Burns designed her younger daughter’s room when she was pregnant. “I kept that room gender neutral, because we didn’t know if we’d have a boy or a girl,” she says. The room has a navy palette; she added a pink monogrammed pillow to the chair after her daughter was born. The wallpaper, by Osborne & Little, is designed to look like vintage book spines. It adds lots of color to the space, and also echoes Burns’ collection of old books, some of which line the shelves in the living room.
Photo by Anna Routh
Covered in fabric from JAB Anstoetz, the custom throw pillows on the couch in the den served as the color inspiration for the entire house. “I toted the swatch everywhere with me,” Burns says of the bright, happy-hued print, which she says reminds her of Florida, where she used to live. “I love the colors—the orange, the green, the lavender, the turquoise, the robin’s egg blue.” Gray is Burns’ favored neutral—which you can see in the kid-friendly CB2 sofa and the side tables from Ballard Designs.

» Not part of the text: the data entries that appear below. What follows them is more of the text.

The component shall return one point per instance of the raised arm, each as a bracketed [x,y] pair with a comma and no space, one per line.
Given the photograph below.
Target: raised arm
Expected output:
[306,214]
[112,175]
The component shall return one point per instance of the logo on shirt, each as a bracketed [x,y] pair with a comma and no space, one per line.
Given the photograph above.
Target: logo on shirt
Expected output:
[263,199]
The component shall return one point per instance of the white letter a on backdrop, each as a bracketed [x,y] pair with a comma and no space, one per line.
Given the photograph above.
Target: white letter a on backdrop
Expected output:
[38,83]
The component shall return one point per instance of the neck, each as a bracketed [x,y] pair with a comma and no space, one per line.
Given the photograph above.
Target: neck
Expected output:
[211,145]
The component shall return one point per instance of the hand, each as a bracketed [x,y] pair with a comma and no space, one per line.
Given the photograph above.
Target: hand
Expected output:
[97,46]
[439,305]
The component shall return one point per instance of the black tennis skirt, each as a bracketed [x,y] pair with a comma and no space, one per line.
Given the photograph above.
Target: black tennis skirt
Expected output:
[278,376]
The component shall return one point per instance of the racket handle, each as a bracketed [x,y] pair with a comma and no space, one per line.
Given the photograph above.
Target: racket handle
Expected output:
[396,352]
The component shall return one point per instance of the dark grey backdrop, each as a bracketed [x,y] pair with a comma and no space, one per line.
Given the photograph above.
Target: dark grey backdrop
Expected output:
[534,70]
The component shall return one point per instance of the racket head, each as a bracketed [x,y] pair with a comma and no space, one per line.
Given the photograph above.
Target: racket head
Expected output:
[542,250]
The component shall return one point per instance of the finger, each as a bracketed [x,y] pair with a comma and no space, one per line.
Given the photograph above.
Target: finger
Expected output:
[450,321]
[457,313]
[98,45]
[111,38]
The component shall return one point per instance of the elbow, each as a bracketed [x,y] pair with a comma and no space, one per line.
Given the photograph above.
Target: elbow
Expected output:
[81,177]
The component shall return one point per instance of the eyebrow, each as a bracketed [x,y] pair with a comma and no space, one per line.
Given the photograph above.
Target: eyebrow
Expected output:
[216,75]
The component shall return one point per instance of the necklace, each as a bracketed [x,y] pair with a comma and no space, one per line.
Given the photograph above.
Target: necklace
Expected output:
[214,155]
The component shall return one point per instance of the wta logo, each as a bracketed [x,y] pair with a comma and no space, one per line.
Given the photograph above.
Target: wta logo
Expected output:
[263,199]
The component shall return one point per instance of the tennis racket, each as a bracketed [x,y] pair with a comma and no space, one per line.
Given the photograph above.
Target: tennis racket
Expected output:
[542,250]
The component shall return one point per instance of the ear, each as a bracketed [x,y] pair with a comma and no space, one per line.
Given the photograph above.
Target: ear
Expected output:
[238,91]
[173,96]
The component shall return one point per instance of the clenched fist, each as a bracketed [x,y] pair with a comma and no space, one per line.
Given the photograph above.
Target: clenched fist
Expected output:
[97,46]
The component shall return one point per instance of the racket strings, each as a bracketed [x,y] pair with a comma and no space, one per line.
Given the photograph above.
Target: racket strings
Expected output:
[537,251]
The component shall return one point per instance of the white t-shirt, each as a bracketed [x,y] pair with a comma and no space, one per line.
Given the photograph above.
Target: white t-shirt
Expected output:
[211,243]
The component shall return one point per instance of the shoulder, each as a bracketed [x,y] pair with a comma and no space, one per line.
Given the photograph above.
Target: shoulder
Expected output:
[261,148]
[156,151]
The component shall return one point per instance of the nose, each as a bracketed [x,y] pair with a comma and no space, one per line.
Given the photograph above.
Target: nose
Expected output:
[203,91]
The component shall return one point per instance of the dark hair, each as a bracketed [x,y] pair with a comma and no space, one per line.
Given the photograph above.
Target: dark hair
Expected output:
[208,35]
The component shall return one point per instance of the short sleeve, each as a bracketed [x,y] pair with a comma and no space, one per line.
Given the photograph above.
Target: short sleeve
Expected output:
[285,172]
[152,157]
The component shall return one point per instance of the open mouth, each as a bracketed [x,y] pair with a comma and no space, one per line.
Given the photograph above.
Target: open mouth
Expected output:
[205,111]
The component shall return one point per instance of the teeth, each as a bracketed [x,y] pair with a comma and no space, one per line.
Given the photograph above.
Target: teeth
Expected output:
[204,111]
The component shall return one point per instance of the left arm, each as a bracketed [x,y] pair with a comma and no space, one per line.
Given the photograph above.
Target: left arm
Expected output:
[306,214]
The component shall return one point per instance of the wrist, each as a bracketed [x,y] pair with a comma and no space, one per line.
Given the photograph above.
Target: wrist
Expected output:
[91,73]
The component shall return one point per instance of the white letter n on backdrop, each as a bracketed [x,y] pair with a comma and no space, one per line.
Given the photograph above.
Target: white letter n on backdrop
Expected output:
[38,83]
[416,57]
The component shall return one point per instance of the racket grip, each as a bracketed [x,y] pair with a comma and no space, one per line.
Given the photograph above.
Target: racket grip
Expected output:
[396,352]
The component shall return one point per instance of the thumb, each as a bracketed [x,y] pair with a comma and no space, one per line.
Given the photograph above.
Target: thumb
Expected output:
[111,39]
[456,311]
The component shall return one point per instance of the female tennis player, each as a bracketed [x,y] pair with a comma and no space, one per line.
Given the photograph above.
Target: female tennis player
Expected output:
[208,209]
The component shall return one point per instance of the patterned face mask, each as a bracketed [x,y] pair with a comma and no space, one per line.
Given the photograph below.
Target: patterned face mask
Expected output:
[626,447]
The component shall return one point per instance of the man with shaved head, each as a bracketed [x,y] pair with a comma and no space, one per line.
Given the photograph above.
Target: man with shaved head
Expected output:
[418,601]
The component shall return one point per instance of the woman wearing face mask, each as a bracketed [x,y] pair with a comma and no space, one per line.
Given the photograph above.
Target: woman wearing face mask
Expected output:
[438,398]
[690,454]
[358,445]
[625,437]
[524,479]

Burns chose an acrylic table because it’s easy to keep clean and takes up little visual space, making it a good choice for the small room. In matted Pottery Barn frames, the gallery wall features five generations of family photos. Photos by Anna Routh.
Tip from Burns: Mix Old and New | Burns inherited this cane-backed chair, which sits in the den, from one of her grandmothers, and had it reupholstered in a fun wool plaid. “The house’s character is trendy and fresh,” Burns says, “but I love old things that have a story and like to layer them in.” The gilt mirror in the foyer niche off the living room was purchased from the home’s first owner. “I love having something original to the home,” Burns says.
Charlotte Safavi is a freelance writer living in Alexandria, Virginia.